2. Surgical outcomes of hysterectomy with bilateral salpingectomy versus hysterectomy without bilateral salpingectomy.

3. Ovarian reserve after hysterectomy with bilateral salpingectomy versus hysterectomy without bilateral salpingectomy.

Subgroup analysis and investigation of heterogeneity

Where possible, depending on the availability of the data, we will perform the following subgroup analyses.

1. Effect of salpingectomy on the incidence of epithelial ovarian cancer in the following subgroups:

a. premenopausal versus postmenopausal women.

2. Effect of salpingectomy on the incidence of epithelial ovarian cancer in the following subgroups:

a. nulliparous versus parous women.

3. Incidence of epithelial ovarian cancer in women who have a history of tubal ligation versus incidence of epithelial ovarian cancer in women who have no history of tubal ligation.

4. Incidence of surgery‐related adverse events depending on surgical approach:

a. abdominal approach versus laparoscopic approach;

b. vaginal approach versus laparoscopic approach;

c. abdominal approach versus vaginal approach.

Sensitivity analysis

For the primary outcomes, we will conduct sensitivity analyses to determine whether the review conclusion would remain the same if:

  • eligibility had been restricted to studies without high risk of bias (which we define as those with no high risk of bias in any domain);

  • a random‐effects model had been adopted;

  • NRTs had been excluded (only applicable if RCTs have been included).

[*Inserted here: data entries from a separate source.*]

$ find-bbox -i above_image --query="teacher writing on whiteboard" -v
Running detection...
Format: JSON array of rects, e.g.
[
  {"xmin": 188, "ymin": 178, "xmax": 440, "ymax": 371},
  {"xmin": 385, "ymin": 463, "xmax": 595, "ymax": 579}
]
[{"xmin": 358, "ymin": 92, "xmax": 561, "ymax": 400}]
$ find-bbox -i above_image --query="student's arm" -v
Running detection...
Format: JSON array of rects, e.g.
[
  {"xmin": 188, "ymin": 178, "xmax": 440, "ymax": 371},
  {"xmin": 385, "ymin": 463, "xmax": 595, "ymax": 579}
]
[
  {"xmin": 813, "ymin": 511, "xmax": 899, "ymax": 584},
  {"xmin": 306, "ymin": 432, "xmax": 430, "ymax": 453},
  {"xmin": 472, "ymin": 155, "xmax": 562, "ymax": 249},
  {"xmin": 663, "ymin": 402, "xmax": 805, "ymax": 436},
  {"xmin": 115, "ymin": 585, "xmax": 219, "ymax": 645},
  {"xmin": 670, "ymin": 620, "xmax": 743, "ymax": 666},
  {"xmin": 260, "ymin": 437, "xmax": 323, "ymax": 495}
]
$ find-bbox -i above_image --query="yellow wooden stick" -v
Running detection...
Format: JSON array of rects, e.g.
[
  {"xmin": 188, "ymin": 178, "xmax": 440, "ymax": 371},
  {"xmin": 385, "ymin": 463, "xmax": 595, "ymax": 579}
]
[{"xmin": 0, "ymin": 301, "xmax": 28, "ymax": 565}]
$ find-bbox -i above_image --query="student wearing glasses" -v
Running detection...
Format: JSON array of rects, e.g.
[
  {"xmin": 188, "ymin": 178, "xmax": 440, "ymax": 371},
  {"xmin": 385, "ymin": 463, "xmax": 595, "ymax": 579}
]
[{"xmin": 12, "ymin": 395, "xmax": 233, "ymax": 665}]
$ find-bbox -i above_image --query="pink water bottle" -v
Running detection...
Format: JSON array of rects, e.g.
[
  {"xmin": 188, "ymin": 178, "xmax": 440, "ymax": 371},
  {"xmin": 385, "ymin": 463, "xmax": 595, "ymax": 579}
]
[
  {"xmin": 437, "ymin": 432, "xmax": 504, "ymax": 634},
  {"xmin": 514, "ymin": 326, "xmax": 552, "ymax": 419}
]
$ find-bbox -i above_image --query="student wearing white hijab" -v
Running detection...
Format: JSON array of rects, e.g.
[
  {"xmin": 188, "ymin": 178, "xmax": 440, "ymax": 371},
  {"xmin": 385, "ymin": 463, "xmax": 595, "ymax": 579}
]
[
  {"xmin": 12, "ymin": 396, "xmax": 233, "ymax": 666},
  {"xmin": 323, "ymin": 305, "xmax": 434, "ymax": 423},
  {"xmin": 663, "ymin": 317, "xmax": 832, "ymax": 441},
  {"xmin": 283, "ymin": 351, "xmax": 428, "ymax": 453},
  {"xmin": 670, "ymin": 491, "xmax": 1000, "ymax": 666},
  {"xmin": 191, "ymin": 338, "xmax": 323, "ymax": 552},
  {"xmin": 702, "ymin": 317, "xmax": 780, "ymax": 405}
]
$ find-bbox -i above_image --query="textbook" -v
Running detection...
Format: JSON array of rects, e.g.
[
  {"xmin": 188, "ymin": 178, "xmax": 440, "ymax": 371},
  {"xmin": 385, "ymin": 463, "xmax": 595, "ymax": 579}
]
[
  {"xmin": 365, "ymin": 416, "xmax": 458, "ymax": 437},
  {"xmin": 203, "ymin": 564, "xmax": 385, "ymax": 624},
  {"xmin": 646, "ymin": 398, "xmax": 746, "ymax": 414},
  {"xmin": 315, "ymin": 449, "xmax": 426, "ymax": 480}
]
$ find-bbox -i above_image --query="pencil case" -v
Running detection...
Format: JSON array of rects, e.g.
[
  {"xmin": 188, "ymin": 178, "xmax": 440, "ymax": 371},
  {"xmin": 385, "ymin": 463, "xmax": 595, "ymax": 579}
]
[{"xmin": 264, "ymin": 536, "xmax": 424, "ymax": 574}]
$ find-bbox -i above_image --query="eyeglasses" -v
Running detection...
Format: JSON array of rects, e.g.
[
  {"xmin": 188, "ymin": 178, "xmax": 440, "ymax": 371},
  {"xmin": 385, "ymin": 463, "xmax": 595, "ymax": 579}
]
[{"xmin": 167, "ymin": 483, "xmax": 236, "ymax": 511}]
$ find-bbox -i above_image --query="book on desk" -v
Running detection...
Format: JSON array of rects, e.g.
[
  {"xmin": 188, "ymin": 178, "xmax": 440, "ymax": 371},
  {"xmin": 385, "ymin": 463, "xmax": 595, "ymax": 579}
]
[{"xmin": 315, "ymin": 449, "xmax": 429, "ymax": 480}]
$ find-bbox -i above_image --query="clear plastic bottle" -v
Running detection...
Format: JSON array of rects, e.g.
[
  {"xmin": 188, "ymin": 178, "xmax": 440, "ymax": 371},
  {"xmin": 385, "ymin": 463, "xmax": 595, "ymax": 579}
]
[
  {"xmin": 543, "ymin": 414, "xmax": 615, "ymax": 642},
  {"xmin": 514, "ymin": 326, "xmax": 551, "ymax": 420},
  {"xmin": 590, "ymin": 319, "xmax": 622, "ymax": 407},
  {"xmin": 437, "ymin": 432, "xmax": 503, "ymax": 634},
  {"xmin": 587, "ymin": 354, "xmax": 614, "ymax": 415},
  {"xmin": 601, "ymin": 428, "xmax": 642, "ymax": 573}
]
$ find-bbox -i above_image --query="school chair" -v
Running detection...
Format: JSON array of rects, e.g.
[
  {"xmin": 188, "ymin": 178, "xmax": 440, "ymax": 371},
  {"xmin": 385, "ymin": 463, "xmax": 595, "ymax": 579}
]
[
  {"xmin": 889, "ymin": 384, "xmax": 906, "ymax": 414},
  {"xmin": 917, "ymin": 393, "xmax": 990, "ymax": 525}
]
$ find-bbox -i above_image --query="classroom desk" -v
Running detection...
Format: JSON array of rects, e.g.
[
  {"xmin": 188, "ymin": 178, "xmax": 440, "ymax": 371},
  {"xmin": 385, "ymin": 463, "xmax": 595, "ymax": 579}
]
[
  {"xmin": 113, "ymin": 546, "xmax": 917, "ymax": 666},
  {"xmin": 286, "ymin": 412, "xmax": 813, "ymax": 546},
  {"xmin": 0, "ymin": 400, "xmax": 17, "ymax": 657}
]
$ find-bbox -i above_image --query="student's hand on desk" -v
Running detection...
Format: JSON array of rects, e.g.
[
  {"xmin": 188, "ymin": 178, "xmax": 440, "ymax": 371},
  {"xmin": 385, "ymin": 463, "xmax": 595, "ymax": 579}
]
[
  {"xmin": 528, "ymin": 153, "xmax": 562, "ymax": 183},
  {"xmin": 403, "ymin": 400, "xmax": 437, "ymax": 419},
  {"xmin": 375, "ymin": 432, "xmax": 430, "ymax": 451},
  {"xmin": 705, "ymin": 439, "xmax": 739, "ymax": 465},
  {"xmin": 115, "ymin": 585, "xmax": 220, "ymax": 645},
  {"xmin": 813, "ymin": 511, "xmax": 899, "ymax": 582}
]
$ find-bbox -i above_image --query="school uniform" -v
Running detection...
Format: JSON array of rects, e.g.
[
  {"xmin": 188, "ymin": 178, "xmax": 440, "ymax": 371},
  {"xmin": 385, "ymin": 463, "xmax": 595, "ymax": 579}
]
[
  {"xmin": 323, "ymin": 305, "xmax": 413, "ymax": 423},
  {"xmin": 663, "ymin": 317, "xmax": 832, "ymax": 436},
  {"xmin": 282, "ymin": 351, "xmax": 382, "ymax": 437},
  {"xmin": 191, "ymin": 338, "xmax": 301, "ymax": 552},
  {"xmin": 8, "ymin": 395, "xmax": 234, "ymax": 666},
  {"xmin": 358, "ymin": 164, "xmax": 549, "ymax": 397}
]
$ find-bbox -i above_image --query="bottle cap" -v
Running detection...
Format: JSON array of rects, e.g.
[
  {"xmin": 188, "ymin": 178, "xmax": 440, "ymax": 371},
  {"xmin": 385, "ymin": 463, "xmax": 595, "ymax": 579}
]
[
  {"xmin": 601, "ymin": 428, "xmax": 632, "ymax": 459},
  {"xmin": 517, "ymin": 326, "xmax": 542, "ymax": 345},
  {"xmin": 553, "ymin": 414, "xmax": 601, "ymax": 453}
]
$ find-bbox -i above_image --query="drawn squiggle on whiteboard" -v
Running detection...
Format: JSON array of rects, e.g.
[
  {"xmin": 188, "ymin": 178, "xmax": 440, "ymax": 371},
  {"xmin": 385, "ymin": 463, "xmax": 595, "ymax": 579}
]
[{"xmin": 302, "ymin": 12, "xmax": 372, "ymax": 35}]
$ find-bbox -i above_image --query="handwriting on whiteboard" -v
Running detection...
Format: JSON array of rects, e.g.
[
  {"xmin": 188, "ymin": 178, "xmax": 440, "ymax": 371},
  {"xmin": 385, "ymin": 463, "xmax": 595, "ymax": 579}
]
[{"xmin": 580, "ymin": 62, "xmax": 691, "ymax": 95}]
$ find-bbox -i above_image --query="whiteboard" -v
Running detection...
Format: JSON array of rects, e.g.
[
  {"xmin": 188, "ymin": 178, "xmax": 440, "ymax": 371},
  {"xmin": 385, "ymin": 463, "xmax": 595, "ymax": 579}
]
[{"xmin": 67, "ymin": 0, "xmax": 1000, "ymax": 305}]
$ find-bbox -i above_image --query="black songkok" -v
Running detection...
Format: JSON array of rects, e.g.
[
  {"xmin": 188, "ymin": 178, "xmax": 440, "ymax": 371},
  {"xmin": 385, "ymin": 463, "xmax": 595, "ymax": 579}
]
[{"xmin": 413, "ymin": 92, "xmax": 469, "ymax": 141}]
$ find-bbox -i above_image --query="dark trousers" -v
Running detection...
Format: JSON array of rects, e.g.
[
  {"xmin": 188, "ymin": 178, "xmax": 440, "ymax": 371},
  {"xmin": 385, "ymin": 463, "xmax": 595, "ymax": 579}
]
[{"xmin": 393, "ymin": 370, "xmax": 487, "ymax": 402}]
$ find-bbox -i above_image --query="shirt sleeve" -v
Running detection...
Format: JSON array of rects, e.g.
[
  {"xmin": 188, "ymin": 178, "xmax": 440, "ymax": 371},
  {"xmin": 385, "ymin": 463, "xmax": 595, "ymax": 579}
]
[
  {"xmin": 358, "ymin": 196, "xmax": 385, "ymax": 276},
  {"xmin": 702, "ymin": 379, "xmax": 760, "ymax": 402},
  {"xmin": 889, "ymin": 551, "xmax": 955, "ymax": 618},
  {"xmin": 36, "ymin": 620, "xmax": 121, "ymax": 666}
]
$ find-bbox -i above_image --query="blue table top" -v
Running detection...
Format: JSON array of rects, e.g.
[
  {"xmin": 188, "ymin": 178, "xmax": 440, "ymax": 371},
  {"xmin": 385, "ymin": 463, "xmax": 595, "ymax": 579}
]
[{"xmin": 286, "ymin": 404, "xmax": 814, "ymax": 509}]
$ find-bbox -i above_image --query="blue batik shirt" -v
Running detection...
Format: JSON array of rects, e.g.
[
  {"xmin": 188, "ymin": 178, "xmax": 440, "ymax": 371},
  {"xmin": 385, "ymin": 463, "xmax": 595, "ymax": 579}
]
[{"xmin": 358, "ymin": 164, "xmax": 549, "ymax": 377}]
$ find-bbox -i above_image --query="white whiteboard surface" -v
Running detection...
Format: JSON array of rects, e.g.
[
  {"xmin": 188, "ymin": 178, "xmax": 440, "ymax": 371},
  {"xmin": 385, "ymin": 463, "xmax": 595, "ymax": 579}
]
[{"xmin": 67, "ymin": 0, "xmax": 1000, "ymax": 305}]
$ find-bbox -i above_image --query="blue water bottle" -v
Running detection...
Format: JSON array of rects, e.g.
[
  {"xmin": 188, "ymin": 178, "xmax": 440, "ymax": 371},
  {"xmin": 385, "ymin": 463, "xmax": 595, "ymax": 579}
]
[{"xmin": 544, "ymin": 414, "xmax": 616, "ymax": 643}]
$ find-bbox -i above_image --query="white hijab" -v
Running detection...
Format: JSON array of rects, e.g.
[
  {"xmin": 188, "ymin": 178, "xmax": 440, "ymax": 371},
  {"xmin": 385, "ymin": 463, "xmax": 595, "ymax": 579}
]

Overall quality of the body of evidence: 'Summary of findings' table

We will prepare a 'Summary of findings' table using GRADEpro and Cochrane methods (GRADEpro GDT 2015). This table will evaluate the overall quality of the body of evidence for the main review outcomes (incidence of epithelial ovarian carcinoma, surgery‐related adverse events and postoperative hormonal status) for the main review comparison (hysterectomy with salpingectomy versus hysterectomy without salpingectomy). If appropriate, we will prepare additional 'Summary of findings' tables for the main review outcomes of other important comparisons (premenopausal versus postmenopausal women, nulliparous women versus parous women, women with a history of tubal ligation versus women with no history of tubal ligation, laparoscopic approach versus abdominal approach). We will assess the quality of the evidence using GRADE criteria: risk of bias, consistency of effect, imprecision, indirectness and publication bias. Two review authors (LL, MS) working independently will make judgements about the evidence quality (high, moderate, low or very low); we will resolve disagreements by discussion. We will justify, document and incorporate all judgements into the report of results for each outcome.

We plan to extract study data, format our comparisons in data tables and prepare a 'Summary of findings' table before writing the results and conclusions of our review.